At present, the treatment of choice for autoimmune disorders includes immunosuppressants, disease modifying antirheumatic drugs (DMARD) or genetically engineered therapeutics. However, these drugs are associated with the risk of serious adverse events. Regulatory T cells (Tregs) prevent immune responses to self-antigens, keep inflammation in check and thus block the development of autoimmune disorders by inducing and maintaining peripheral tolerance.

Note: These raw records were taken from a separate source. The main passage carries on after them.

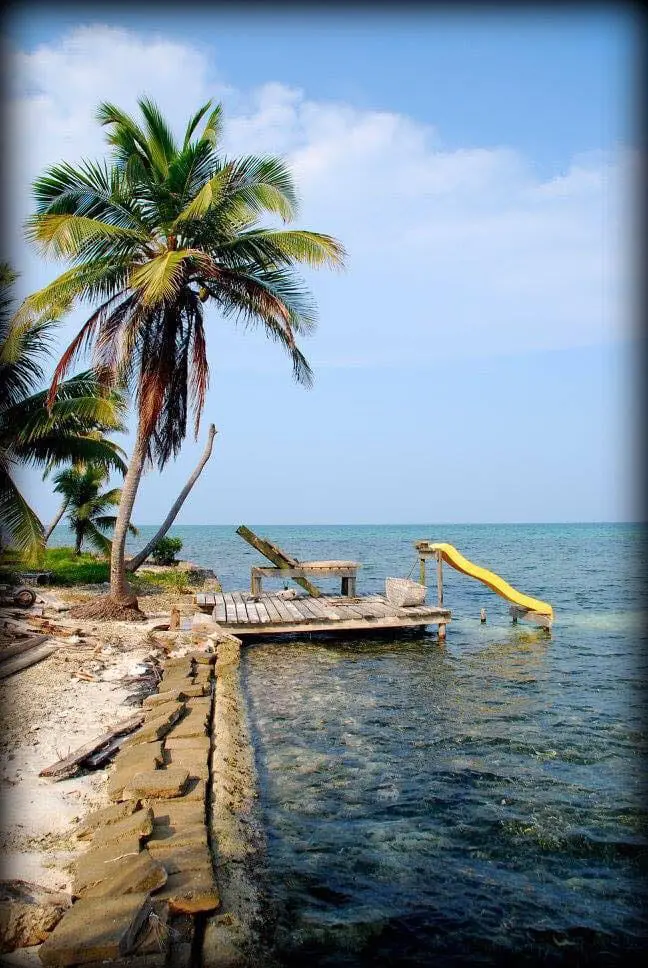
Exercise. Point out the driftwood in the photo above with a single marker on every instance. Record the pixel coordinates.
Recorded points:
(75, 759)
(102, 756)
(278, 557)
(29, 658)
(141, 556)
(23, 646)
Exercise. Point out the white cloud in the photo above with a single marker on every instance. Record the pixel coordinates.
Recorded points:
(450, 251)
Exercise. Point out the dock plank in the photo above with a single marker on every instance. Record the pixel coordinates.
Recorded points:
(264, 616)
(296, 613)
(318, 611)
(220, 612)
(270, 603)
(347, 611)
(253, 612)
(231, 609)
(241, 611)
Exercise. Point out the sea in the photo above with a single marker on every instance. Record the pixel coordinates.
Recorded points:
(474, 802)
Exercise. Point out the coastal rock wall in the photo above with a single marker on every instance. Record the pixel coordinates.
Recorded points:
(146, 882)
(232, 936)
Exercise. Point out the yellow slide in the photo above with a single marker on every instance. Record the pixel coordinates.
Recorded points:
(453, 557)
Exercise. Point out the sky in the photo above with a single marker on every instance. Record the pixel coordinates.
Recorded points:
(475, 360)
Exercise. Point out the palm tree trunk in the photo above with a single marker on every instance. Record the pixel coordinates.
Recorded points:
(118, 587)
(57, 517)
(141, 557)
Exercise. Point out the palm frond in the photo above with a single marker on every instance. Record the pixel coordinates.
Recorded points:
(18, 519)
(194, 122)
(70, 235)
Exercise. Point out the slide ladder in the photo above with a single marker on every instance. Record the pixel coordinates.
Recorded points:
(524, 605)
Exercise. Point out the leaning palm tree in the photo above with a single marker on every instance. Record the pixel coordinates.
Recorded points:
(161, 229)
(30, 434)
(86, 505)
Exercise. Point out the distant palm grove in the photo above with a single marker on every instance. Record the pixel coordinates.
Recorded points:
(152, 236)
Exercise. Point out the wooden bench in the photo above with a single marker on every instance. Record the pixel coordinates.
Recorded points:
(346, 570)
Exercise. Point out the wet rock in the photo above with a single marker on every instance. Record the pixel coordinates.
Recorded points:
(98, 863)
(96, 929)
(105, 816)
(28, 913)
(176, 813)
(158, 784)
(191, 892)
(169, 838)
(135, 875)
(139, 824)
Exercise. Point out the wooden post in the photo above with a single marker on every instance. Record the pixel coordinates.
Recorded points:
(278, 557)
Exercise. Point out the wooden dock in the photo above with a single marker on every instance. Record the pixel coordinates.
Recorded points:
(242, 614)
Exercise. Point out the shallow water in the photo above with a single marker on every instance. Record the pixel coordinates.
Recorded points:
(478, 802)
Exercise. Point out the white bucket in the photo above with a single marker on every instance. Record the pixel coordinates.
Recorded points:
(404, 591)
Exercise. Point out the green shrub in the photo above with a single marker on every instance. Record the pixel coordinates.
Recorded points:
(66, 567)
(165, 550)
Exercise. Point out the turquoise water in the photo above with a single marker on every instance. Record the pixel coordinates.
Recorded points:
(473, 803)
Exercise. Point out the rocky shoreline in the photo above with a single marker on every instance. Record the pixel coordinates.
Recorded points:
(49, 711)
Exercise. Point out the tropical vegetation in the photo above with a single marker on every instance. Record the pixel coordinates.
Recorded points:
(164, 551)
(154, 234)
(86, 505)
(71, 429)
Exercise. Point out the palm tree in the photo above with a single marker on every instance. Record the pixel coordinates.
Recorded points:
(30, 434)
(161, 229)
(86, 505)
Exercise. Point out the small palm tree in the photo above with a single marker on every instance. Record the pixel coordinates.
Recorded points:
(30, 434)
(162, 229)
(86, 505)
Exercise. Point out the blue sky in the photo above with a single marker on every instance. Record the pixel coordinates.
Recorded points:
(473, 362)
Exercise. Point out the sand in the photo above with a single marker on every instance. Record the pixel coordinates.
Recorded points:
(47, 713)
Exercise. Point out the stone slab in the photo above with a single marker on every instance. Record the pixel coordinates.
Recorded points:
(165, 839)
(105, 816)
(98, 929)
(195, 689)
(157, 698)
(203, 658)
(28, 912)
(189, 759)
(158, 784)
(137, 874)
(191, 725)
(154, 728)
(174, 742)
(191, 892)
(143, 756)
(97, 863)
(139, 824)
(191, 858)
(163, 709)
(177, 812)
(178, 664)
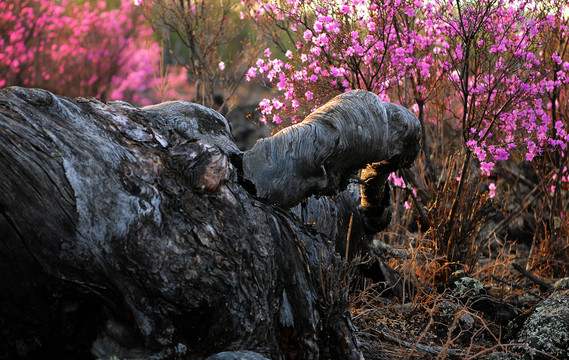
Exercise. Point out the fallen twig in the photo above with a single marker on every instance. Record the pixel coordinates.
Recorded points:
(434, 350)
(542, 284)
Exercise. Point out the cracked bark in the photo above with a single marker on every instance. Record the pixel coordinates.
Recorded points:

Tregs constitute 3–5% of the peripheral CD4+ Т-cell population and can inhibit activation, proliferation and effector functions of CD4+ and CD8+ Т cells, natural killer cells, B lymphocytes, and antigen presenting cells (APCs) [1]. In patients with autoimmune disorders, Treg levels are aberrant and Treg function is often weakened or impaired [2, 3]. Experiments conducted in the mouse models of autoimmune diseases have demonstrated that adoptive transfer of Treg cells isolated from healthy mice has a good therapeutic effect [4]. The positive outcomes of preclinical trials have raised hopes for Treg-based approaches to the therapy of autoimmune diseases.
The current state of research in the field and the limitations of the existing treatments for autoimmune disorders dictate the need for novel, highly specific, safe and effective approaches. We believe that Tregs can become the key component in the combination therapy of autoimmune disorders once the existing technical hurdles are overcome.
Based on the results of research and clinical trials, we offer our opinion on the prospects of harnessing Tregs for treating autoimmune diseases, assess challenges facing this approach and offer potential solutions.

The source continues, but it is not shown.